Biodata Raden Ajeng Kartini
Lahir: Jepara,
21 April 1879
Meninggal: Rembang, 17 September 1904
Dimakamkan: Makam Keluarga Kartini
Meninggal: Rembang, 17 September 1904
Dimakamkan: Makam Keluarga Kartini
Pasangan/Suami: Raden
Adipati Joyodiningrat
Anak: Soesalit Djojoadhiningrat
Orang tua: Raden Mas Adipati Ario
Sosroningrat (Ayah) & M.A. Ngasirah (Ibu)
Pendidikan: E.L.S. (Europese Lagere
School)
Karya: Habis Gelap Terbitlah Terang
Karya: Habis Gelap Terbitlah Terang
Penghargaan:
- Pahlawan Pergerakan Nasional (1964)
- Hari lahirnya ditetapkan sebagai Hari Kartini
Biografi Raden Ajeng Kartini
Raden Ajeng Kartini dilahirkan di Jepara, Jawa
Tengah, tanggal 21 April 1879. Ayahnya adalah Bupati Jepara, Raden Mas
Adipati Aria Sosroningrat, yang tercatat merupakan salah seorang dari
4 orang berpangkat Kanjeng Bupati yang ketika itu mampu membaca, menulis dan
berbicara dalam bahasa Belanda. Dengan status jabatan ayahnya yang tinggi
memungkinkan bagi Kartini untuk bersekolah. Namun ada batasan yang tidak
mungkin rasanya untuk dilanggar, sekalipun Ia anak Bupati: masa sekolahnya
harus 'tamat' ketika usianya telah menginjak 12 tahun. Wanita berusia 12 tahun
harus dipingit. Tidak diperkenankan keluar rumah lagi. Tugasnya hanya tinggal
menunggu lelaki yang kelak datang untuk melamarnya. Ia akan membentuk keluarga baru.

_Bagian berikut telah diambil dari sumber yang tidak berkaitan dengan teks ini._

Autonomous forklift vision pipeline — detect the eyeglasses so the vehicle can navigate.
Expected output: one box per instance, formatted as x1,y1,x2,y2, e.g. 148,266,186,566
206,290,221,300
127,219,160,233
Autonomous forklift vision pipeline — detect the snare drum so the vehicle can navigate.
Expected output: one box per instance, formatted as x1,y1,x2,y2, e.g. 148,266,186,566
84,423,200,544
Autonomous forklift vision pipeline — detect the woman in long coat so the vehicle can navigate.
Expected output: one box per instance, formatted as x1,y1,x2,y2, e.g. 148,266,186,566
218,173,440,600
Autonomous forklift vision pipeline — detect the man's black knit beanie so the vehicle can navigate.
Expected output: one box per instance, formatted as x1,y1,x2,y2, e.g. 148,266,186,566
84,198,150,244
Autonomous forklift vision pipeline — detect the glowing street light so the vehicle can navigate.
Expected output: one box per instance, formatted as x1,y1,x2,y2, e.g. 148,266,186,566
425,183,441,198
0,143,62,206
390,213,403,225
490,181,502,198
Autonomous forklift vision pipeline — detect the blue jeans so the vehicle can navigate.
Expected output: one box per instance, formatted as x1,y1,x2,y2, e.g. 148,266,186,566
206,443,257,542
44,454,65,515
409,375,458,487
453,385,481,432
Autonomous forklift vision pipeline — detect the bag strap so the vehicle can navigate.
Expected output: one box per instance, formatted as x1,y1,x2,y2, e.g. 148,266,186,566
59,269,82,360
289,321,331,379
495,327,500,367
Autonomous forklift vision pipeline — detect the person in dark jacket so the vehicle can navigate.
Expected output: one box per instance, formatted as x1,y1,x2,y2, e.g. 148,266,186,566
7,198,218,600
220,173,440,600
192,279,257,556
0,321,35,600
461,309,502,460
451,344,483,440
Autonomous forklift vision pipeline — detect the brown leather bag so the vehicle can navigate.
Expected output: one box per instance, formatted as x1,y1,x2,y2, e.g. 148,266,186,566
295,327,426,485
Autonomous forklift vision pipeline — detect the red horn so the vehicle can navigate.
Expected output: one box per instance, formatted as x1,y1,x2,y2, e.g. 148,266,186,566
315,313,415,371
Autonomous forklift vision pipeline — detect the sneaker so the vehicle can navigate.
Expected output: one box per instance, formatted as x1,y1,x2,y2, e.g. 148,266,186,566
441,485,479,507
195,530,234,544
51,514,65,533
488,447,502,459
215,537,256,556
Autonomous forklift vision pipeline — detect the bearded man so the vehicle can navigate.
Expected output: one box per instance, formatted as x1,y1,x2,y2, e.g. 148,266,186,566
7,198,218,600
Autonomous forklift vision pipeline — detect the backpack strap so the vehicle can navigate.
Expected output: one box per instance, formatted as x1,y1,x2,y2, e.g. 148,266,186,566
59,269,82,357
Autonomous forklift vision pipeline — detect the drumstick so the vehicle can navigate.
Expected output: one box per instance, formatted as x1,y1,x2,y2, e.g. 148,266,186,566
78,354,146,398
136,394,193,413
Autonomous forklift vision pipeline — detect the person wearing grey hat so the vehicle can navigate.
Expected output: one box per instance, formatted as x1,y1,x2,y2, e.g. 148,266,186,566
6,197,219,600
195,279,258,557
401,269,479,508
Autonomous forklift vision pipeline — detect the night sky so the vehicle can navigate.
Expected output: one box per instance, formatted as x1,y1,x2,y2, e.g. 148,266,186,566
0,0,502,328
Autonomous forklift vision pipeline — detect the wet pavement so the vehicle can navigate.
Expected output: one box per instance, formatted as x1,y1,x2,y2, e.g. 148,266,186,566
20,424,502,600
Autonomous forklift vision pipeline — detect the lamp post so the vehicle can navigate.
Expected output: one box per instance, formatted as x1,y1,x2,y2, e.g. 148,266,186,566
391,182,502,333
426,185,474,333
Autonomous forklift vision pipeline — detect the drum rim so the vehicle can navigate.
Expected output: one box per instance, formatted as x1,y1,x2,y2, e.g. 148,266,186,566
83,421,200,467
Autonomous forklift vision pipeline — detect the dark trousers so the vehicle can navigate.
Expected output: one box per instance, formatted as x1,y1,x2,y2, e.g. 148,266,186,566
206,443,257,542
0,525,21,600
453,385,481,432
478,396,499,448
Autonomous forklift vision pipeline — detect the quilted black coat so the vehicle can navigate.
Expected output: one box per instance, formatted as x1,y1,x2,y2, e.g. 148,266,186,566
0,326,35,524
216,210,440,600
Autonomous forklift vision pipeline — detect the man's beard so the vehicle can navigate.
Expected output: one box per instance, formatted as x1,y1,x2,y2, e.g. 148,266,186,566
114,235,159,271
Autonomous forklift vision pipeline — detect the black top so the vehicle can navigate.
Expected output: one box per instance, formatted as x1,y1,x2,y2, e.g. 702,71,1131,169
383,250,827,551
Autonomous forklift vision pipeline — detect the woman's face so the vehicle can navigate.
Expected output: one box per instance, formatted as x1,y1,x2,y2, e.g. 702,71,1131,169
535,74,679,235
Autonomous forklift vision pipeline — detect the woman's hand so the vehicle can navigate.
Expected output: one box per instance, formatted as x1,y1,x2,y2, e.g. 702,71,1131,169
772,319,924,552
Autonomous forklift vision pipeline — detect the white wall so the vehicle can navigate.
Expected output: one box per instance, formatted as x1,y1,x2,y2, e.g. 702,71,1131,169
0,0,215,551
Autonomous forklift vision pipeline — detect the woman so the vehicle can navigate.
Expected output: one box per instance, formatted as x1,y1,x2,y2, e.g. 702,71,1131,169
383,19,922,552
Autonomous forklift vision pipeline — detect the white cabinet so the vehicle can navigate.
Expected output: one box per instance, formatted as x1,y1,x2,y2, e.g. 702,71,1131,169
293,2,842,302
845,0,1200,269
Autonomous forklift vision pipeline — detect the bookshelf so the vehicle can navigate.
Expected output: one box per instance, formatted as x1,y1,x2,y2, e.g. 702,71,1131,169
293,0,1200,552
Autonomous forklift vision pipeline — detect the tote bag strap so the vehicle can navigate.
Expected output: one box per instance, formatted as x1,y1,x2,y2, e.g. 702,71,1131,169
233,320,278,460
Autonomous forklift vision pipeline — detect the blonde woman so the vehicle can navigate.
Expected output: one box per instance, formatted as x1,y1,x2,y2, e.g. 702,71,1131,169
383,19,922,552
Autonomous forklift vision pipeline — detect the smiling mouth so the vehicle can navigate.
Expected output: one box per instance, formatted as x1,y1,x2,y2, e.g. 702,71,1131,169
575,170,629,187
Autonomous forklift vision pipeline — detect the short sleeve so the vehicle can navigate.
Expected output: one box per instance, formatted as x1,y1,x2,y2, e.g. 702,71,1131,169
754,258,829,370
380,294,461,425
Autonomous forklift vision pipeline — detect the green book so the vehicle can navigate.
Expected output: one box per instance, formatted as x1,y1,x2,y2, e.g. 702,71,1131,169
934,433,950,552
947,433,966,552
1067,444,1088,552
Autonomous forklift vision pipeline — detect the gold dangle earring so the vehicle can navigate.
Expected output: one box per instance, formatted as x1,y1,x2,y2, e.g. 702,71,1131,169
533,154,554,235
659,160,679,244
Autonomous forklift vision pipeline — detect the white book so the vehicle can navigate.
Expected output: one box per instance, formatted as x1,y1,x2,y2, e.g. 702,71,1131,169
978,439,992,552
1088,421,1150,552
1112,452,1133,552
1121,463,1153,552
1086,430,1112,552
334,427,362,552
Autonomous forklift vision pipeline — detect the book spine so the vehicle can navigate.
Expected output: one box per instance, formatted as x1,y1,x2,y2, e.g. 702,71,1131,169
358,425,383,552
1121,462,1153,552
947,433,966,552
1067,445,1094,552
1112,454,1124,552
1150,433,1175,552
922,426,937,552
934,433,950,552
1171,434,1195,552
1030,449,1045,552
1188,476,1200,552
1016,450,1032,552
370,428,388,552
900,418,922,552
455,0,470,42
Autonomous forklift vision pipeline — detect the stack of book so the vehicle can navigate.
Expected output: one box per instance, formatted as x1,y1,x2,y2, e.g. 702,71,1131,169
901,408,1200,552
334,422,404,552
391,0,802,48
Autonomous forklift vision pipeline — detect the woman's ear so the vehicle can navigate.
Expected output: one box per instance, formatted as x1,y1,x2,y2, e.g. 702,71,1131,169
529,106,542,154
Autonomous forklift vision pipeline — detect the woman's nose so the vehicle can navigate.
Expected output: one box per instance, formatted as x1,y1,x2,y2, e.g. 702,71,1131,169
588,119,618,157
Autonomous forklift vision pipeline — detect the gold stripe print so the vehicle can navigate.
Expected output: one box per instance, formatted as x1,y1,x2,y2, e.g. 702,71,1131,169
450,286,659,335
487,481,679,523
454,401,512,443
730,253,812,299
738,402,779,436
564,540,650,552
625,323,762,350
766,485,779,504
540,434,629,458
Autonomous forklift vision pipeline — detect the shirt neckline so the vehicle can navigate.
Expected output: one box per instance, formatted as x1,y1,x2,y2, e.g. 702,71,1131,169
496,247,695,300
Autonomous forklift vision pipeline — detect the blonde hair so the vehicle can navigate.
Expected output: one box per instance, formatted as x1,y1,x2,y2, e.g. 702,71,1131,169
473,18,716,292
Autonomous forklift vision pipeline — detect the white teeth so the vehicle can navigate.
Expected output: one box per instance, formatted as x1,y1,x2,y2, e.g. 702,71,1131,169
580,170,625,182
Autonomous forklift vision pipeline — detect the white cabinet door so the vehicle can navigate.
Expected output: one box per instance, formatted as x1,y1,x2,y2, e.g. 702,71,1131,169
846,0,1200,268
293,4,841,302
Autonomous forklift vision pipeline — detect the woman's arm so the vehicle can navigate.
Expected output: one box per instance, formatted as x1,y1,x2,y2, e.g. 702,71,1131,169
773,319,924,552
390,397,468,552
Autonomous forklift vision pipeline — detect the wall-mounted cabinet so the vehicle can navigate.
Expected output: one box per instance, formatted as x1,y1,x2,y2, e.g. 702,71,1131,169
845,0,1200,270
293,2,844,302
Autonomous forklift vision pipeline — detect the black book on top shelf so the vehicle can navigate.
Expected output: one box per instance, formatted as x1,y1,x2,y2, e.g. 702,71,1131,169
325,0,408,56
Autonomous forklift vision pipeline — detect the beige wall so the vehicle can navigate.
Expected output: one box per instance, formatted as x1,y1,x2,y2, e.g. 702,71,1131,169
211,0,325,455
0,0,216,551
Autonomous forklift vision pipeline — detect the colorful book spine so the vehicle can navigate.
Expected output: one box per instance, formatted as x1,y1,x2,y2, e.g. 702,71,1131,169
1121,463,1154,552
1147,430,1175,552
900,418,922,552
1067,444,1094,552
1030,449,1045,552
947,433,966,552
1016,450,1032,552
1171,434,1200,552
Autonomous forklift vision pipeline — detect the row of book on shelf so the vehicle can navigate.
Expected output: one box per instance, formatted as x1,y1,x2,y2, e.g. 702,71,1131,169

Dan kelak jika Ia mempunyai anak perempuan, ia pun akan menerapkan 'sistim' itu
pula guna melestarikan adat istiadat leluhur. Begitu yang terjadi pada wanita
Jawa waktu itu dan begitu pula yang harus dilakukan Kartini. Padahal Kartini
mempunyai cita-cita yang amat tinggi. Ia ingin menjadi guru.
Ketika
memasuki masa 'penantian' lelaki yang akan datang melamarnya, Kartini masih
diperbolehkan 'berteman' dengan buku. Namun justru karena 'teman' nya itu
wawasan dan pengetahuannya malah semakin terbuka. Ia malah semakin mengerti,
adat-istiadat yang harus dipegangnya teguh-teguh ternyata erat-erat
membelenggunya. Adat istiadat itu berlawanan dengan kodratnya sebagai manusia.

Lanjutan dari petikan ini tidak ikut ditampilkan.